Yet More Modal Combat

Strongly recommended prior reading.

Robust Cooperation in the Prisoner’s Dilemma:
Program Equilibrium via Provability Logic

I think I have come up with a modal agent that has these nice properties.

Cooperates against itself, and similar designs.
Cooperates against some fairbots (see notes later)
Defects against cooperate bot
Never gets the suckers payoff (C,D)
Only references the situation its actually in.

The design makes use of 2 different proof systems $W$ and $S$ . These are short for weak and strong. For example, you could consider $W = P A$ and $S = P A + 1$ .

Although $W =$ intuitionistic Robinson arithmetic, and $S = Z F C + G C H + I O$ would work too.

The algorithm

If W [C] then Defect

Else If S [C] then Cooperate

Else Defect

Where $C =$ My opponent cooperates against me.

The last point is key here. Let’s suppose this game is being played by actual computers made of physical atoms. The $J u s t b o t$ and $P r u d e n t b o t$ in the paper linked above consider what the opponent would do against a player that isn’t yourself. For example, Prudentbot imagines a hypothetical world where its own code was deleted and replaced with the code for a defect bot. The hypothetical opponent may notice this apparent anomaly and decide investigating it is far more important than the prisoners dilemma.

My bot (any good names in the comments?) solves this by only considering its opponent against itself.

Consider two versions of this bot playing against each other. Not necessarily using the same $W$ and $S$ as each other.

Lets assume all 4 proof systems in use are consistent. We also want the criteria that none of the proof systems can ever prove a false statement. (Although I suspect this can be weakened somewhat.)

Neither bot ever gets the suckers payoff (C,D), as each bot will only cooperate if its $S$ can prove that the other bot does too. If $W [C]$ on either bot, then this would mean the other bot got the suckers payoff. This can’t happen. As neither W actually succeeds, if both of the S are sufficiently strong enough to prove this ( $S_{1} [\neg W_{2} [C_{1}]]$ and $S_{2} [\neg W_{1} [C_{2}]]$ ) (Note: some technical detail work on when exactly this is true, still I expect it to be true for most sensible choices of proof system) then the situation reduces to fairbot vs fairbot (Using proof systems $S_{1}, S_{2}$ ) This cooperates for the standard Lobian reasons. (With some technical assumptions about both systems being strong enough to do lob style reasoning. See bottom of page 8 of linked paper)

Fairbot can be considered as a special case of this bot design, where W is a proof system so weak it doesn’t prove anything at all.

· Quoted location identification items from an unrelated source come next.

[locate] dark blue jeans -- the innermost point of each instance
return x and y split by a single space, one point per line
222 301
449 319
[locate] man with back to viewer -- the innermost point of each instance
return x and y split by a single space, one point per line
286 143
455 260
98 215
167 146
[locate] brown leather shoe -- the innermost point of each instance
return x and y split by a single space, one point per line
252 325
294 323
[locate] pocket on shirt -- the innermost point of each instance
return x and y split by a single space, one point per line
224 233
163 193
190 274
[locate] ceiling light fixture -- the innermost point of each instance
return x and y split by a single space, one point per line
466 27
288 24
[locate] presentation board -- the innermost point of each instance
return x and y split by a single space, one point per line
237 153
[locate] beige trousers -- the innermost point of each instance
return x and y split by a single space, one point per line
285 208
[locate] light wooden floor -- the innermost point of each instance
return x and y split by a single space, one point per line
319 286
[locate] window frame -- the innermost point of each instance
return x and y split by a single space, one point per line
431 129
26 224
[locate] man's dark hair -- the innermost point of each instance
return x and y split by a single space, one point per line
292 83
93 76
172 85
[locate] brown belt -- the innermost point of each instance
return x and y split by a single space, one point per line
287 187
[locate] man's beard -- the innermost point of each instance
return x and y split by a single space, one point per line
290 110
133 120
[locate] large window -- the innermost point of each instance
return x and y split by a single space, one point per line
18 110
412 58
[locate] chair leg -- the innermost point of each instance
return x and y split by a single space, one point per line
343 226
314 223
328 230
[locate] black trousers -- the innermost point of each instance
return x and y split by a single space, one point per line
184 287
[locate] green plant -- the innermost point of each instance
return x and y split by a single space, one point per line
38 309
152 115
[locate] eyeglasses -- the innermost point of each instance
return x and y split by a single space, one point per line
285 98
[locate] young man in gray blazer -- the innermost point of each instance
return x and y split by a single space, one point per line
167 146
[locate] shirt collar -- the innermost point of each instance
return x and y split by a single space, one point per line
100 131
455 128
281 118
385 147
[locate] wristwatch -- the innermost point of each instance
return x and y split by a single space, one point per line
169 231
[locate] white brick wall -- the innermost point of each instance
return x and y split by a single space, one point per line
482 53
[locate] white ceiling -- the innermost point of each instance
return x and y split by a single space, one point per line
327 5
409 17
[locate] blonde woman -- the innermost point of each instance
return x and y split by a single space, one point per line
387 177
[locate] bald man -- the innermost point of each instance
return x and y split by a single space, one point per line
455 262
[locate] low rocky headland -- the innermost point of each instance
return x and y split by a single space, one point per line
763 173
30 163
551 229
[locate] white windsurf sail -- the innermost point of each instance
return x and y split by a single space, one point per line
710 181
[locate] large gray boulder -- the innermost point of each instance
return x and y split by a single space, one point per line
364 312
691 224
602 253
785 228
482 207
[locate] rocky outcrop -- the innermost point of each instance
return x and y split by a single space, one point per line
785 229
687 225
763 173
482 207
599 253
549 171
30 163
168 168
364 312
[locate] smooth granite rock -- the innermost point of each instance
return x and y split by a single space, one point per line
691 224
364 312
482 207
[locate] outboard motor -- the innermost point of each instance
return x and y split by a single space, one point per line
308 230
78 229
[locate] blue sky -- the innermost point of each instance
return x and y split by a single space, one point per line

In this case, fairbot will cooperate if its using a strong enough proof system.

Cooperate bot can be proven to cooperate by $W$ , so this bot defects.

A final note is that the same type of reasoning can be done where W and S represent proof searches in the same language (say PA) but with S having a much larger max proof length. (Long enough to prove that W doesn’t prove something by brute forcing over all proofs short enough.)

Open question? Can this work with logical inductors. Two logical inductor based agents that cooperate if their P(C) tends to one, but not too fast.